Jenna had support from another source – a relative whose out-of-the-blue question sparked the idea of the Fort Drum Field Period.
“My grandma called me one day, and needed advice on a kid she was out of ideas for,” Jenna recalled.
Jenna’s grandmother, Judi McKee Sanders, is the Army Public Health Nurse at Fort Drum, where she works as the health consultant for the CYS program. She sought to tap Jenna’s expertise with a difficult case and, in the course of offering her feedback, Jenna saw an opportunity.
“I gave her some advice and said, ‘Do you have any more kids like this that you need fresh eyes on?’” Jenna continued. “She was like, ‘Yeah, we have lots of them; there are always kids who need more support here and we always could use fresh eyes.’ So, I said, ‘You know what – could I come up there for a Field Period?’”
Jenna’s grandmother heartily endorsed the idea.
The brass at Fort Drum, however, had a few prerequisites. A background check, fingerprinting, and medical tests were among the conditions.
“And I had to go through some specific training just to be allowed to go into the centers,” Jenna said. “CPR, First Aid, accountability training for protocols on the base, safety and emergency procedures.”
New Directions
All of that preparation enabled Jenna to immerse herself in the Fort Drum CYS program, a unique experience she painstakingly chronicled in journals, diagrams, and posters that she has since shared on campus at Accepted Students Day in April and the recent Keuka College Expo.

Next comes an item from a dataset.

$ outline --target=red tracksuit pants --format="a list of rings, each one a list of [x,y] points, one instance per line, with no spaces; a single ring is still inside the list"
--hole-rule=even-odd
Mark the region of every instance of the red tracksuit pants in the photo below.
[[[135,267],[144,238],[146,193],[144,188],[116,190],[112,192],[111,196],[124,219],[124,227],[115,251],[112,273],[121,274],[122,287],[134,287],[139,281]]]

It also prompted her to reconsider possible careers, a process that started following a previous Field Period in which she shadowed an occupational therapist and discussed the many different opportunities her Keuka College education is preparing her for.
“I wanted to be a kindergarten teacher but my career path has kind of changed a little bit,” said Jenna, a finalist this year for Keuka College’s Upper-Class Experiential Learner of the Year. “I think I want to go into art therapy. I’m going to get my master’s in art education and art therapy just sounds right up my alley.”
In leaning toward individualized instruction, Jenna is now ready to embrace a form of education she said she might not have considered had it not been for her Field Period experiences.
“Being a kindergarten teacher and having a whole class or being an art therapist and working one-on-one?” she asked, rhetorically. “I like one-on-one better.”